“Our brain is a fantastic computer,” says Professor Tamalika Banerjee from the University of Groningen in the northern Netherlands.

The brain, after all, has the ability to process vast amounts of information with an energy efficiency far superior to that of today’s computers.

By integrating storage, memory, and processing into one unit, however, Banerjee and fellow physicists at the University of Groningen  hope their semiconductor device someday supports a parallel computing architecture that rivals the workings of the brain.

Banerjee’s research group studies spintronics, an area of semiconductor electronics that relies upon electron spins to increase data storage and transfer.

The team explores new mechanisms to create and manipulate spin transport across material interfaces, exploiting a phenomenon known as spin-orbit coupling. The interaction of a particle’s spin and orbital angular momentum leads to varying transition energy levels.

Banerjee’s latest device combines a niobium doped strontium titanate (SrTiO3) semiconductor with ferromagnetic cobalt. This grouping allows an electric field to change the SrTiO3 semiconductor from low to high resistance.

“n-doped SrTiO3 is our workhorse,” Banerjee told Tech Briefs.

The semiconductor has unconventional charge transport capabilities compared to traditional options such as silicon or gallium arsenide.
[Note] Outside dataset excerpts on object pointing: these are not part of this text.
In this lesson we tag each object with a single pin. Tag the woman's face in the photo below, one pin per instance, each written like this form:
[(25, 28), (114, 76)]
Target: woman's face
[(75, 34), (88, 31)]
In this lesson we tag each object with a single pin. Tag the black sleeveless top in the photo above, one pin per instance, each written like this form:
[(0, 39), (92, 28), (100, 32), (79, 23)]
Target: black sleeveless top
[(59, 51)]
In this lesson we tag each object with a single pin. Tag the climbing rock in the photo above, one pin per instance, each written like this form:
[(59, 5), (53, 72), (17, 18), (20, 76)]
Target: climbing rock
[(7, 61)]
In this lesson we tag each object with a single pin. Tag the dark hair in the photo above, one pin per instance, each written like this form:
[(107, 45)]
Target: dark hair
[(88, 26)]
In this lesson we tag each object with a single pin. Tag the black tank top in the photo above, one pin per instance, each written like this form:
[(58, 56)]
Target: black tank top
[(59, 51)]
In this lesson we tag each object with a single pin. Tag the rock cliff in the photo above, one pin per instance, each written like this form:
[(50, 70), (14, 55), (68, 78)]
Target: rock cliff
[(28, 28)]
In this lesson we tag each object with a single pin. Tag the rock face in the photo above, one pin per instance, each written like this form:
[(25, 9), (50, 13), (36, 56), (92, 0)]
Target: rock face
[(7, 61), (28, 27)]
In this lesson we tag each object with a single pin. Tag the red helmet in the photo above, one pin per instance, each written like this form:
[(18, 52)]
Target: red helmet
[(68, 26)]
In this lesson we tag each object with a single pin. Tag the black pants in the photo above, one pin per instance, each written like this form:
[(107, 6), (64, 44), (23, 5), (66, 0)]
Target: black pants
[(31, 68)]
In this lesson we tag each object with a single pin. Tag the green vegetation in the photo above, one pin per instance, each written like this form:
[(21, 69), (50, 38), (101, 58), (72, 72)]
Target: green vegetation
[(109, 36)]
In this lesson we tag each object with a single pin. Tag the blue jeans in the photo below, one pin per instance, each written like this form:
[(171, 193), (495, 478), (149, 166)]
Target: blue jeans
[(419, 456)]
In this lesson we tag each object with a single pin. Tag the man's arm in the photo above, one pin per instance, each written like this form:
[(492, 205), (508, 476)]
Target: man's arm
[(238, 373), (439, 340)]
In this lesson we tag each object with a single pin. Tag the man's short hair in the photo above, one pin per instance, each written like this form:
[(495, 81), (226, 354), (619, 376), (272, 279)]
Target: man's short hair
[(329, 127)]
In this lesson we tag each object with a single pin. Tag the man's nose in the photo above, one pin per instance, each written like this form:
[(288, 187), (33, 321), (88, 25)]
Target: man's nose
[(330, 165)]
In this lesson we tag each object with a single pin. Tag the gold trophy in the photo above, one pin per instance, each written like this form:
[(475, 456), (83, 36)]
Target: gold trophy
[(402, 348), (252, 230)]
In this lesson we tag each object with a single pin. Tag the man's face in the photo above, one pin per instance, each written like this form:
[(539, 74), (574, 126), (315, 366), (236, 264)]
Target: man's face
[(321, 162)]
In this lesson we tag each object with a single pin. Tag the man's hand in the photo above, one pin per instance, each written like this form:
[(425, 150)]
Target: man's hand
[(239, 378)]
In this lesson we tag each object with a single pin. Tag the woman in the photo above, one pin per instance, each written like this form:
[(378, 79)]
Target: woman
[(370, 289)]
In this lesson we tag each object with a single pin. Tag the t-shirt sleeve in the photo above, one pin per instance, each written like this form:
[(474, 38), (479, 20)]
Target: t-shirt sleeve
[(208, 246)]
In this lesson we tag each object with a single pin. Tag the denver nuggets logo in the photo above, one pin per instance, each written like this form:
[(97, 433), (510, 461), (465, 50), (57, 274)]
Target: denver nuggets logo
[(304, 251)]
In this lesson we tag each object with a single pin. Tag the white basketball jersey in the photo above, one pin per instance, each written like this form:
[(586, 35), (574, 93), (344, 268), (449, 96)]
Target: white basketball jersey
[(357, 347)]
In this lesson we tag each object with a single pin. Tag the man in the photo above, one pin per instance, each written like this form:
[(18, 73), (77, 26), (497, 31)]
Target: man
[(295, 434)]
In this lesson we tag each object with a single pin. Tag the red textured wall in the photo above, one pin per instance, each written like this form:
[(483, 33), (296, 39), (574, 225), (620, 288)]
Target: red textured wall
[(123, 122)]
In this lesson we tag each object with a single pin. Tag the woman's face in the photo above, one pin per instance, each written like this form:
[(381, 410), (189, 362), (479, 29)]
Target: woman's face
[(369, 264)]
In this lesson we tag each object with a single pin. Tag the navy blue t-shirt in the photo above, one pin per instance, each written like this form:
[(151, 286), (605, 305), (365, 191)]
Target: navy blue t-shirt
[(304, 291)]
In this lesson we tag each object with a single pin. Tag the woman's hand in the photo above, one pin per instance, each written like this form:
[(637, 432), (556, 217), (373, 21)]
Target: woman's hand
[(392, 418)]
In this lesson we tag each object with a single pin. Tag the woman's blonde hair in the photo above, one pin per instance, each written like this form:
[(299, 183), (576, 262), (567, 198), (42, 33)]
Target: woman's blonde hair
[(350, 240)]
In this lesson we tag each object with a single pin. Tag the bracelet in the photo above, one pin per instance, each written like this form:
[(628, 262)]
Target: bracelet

The heavy SrTiO3 atoms cause spin orbit coupling at the interface, at room temperature.

Unlike silicon, the material also features a large, non-linear response in temperature, electric field, and frequency.

By additionally choosing a ferromagnetic material like cobalt (rather than the commonly used platinum or gold), the team demonstrated a spintronics phenomenon called tunneling anisotropic magnetoresistance, or TAMR.
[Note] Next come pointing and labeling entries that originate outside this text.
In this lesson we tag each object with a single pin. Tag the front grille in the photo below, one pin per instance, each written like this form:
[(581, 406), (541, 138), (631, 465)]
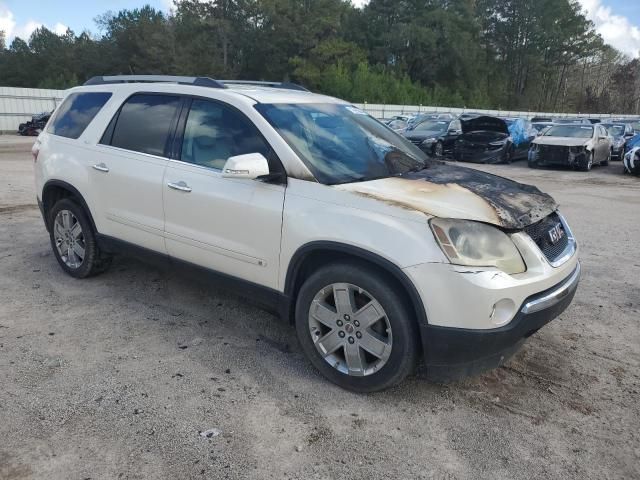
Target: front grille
[(553, 153), (539, 233)]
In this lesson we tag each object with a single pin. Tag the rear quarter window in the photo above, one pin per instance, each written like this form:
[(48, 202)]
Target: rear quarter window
[(76, 113)]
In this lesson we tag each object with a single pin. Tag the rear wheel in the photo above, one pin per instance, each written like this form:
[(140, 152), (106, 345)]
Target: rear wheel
[(355, 328), (74, 242)]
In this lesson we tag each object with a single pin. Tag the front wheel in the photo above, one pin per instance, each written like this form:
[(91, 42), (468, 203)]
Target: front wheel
[(588, 162), (355, 328), (438, 149), (73, 240)]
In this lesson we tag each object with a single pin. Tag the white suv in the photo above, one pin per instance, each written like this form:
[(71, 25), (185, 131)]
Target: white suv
[(380, 256)]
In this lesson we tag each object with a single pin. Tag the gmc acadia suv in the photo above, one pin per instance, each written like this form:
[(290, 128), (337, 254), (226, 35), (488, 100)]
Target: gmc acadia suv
[(380, 256)]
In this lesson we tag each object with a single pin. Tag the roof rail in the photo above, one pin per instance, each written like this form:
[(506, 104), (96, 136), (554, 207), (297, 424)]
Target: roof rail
[(197, 81), (283, 85)]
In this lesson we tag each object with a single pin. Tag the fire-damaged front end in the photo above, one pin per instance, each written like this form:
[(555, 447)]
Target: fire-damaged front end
[(512, 263)]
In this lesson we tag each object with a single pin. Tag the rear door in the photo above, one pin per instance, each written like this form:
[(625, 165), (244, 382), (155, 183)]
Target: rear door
[(128, 169), (228, 225)]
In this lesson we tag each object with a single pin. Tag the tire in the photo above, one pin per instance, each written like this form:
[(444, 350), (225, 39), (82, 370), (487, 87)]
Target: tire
[(73, 240), (438, 149), (341, 332), (508, 156), (588, 162)]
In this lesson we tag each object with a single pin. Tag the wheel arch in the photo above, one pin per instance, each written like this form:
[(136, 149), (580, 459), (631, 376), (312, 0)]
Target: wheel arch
[(315, 254), (55, 190)]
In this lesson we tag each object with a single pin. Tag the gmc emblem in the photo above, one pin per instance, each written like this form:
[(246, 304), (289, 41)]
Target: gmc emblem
[(555, 234)]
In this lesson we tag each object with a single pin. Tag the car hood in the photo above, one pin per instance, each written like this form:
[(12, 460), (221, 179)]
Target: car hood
[(564, 141), (484, 123), (423, 134), (449, 191)]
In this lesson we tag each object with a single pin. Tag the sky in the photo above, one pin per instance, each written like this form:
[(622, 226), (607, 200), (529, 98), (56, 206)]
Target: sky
[(618, 21)]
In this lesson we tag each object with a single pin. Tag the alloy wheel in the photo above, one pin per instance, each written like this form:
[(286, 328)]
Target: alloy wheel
[(69, 238), (350, 329)]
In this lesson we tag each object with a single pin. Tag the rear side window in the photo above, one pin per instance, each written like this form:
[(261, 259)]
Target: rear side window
[(76, 113), (144, 124)]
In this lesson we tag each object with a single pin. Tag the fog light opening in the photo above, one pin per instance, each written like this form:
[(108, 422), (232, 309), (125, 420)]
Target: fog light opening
[(502, 312)]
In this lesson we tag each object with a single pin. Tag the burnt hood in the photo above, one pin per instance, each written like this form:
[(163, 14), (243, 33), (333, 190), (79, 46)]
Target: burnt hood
[(484, 123), (450, 191)]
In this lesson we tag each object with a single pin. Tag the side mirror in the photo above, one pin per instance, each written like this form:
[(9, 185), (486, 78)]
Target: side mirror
[(249, 166)]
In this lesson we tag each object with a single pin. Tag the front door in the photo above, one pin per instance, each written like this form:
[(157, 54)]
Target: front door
[(232, 226)]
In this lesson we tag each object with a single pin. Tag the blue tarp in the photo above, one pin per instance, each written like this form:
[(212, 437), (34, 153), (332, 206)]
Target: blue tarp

The result: a “spin-memristor” with storage abilities.

“This means we can store additional information in a non-volatile way in the memristor, thus creating a very simple and elegant integrated spin-memristor device that operates at room temperature,” said Banerjee, the university’s professor of Spintronics of Functional Materials.

When a magnetic field was applied across the interface between cobalt and the semiconductor, the researchers demonstrated a 1.2 mV tunablity of the TAMR spin voltage.
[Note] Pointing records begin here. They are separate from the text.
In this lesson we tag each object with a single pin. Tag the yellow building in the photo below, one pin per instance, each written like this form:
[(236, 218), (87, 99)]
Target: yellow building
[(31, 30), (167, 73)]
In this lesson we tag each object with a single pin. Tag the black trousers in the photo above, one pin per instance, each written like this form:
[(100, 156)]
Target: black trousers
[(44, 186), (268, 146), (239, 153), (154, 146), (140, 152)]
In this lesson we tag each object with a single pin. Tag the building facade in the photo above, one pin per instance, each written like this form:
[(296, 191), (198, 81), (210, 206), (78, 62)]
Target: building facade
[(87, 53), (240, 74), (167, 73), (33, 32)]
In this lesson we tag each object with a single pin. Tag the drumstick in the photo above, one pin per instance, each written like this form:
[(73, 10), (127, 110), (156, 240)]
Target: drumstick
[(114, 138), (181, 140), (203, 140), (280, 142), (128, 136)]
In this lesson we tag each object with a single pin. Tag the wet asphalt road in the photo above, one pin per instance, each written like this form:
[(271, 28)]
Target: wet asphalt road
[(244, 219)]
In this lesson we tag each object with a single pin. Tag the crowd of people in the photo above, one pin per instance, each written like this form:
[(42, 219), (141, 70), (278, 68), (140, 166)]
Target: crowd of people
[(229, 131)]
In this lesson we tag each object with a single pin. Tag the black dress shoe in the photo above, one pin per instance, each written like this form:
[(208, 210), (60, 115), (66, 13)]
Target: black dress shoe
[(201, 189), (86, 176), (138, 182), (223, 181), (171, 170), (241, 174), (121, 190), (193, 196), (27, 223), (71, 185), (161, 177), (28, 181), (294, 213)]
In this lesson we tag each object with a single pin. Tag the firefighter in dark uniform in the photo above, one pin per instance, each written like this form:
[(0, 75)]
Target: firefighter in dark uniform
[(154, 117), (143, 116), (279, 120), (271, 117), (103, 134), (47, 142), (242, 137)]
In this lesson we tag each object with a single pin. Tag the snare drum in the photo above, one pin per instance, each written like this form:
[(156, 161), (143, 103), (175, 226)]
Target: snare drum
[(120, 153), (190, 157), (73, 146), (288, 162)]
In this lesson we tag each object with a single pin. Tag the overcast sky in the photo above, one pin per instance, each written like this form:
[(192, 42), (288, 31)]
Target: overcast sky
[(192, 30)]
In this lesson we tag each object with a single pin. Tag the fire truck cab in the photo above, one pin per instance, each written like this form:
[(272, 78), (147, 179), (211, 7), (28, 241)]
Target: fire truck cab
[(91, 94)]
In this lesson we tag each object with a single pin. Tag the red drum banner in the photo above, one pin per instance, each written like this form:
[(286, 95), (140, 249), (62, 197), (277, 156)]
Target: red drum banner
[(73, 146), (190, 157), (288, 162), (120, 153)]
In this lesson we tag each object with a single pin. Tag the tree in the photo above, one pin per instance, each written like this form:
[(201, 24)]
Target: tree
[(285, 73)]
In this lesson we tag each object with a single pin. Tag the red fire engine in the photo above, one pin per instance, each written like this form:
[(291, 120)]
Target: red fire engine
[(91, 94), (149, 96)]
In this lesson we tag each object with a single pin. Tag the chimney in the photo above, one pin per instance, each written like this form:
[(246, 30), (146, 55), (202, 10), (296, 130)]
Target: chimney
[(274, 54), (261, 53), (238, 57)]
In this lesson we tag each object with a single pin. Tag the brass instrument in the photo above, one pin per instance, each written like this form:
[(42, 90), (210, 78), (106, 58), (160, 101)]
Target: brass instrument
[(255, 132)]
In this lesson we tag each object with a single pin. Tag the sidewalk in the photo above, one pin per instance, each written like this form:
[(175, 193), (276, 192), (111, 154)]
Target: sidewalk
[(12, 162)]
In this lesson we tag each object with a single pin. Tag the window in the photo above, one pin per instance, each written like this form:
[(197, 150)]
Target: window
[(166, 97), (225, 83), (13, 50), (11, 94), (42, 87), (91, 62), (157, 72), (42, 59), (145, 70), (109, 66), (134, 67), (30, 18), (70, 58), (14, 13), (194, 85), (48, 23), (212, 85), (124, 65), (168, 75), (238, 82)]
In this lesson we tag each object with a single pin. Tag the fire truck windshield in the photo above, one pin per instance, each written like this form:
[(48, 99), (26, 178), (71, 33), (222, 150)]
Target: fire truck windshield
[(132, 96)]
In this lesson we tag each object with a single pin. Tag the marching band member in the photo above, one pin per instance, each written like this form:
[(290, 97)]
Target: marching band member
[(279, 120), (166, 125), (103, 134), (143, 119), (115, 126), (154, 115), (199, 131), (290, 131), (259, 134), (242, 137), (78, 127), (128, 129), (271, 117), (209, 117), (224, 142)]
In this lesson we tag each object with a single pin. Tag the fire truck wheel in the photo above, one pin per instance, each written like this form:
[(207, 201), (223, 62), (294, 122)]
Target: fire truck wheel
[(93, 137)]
Because the devices interface common transition ferromagnets onto the niobium doped strontium titanate, the fabrication process is a simpler one, says Banerjee.

By using the electric field to tune spin lifetime in semiconductors, the University of Groningen-developed technology opens up new approaches in device design and control.

a) The 4-probe TAMR measurement scheme; (b) Room temperature TAMR measurement; (c) Amplitude of the TAMR effect as function of junction voltage; (d) TAMR amplitude in percentage as function of junction voltage. (Image Credit: Banerjee Group / Scientific Reports)

With a combination of spin-based storage memory and computing, the devices could someday be used in a brain-like computer architecture.

“We are actively looking into this,” Banerjee told Tech Briefs. “They can be used as synapses in a neuromorphic computing architecture but also in new spintronic devices where we can control the magnetoresponse using electric fields.”

Banerjee's spin-memristor is relatively simple. Scaling up the electronics component to a full computing architecture is the next big step.

The researchers are currently learning more about what exactly happens at the interface of cobalt and the strontium semiconductor – a complicated interaction.

'Once we understand it better, we will be able to improve the performance of the system,” said Banerjee.

The professor is also considering how to build a more complex system with spin-memristors, testing actual algorithms for specific cognition capabilities of the human brain.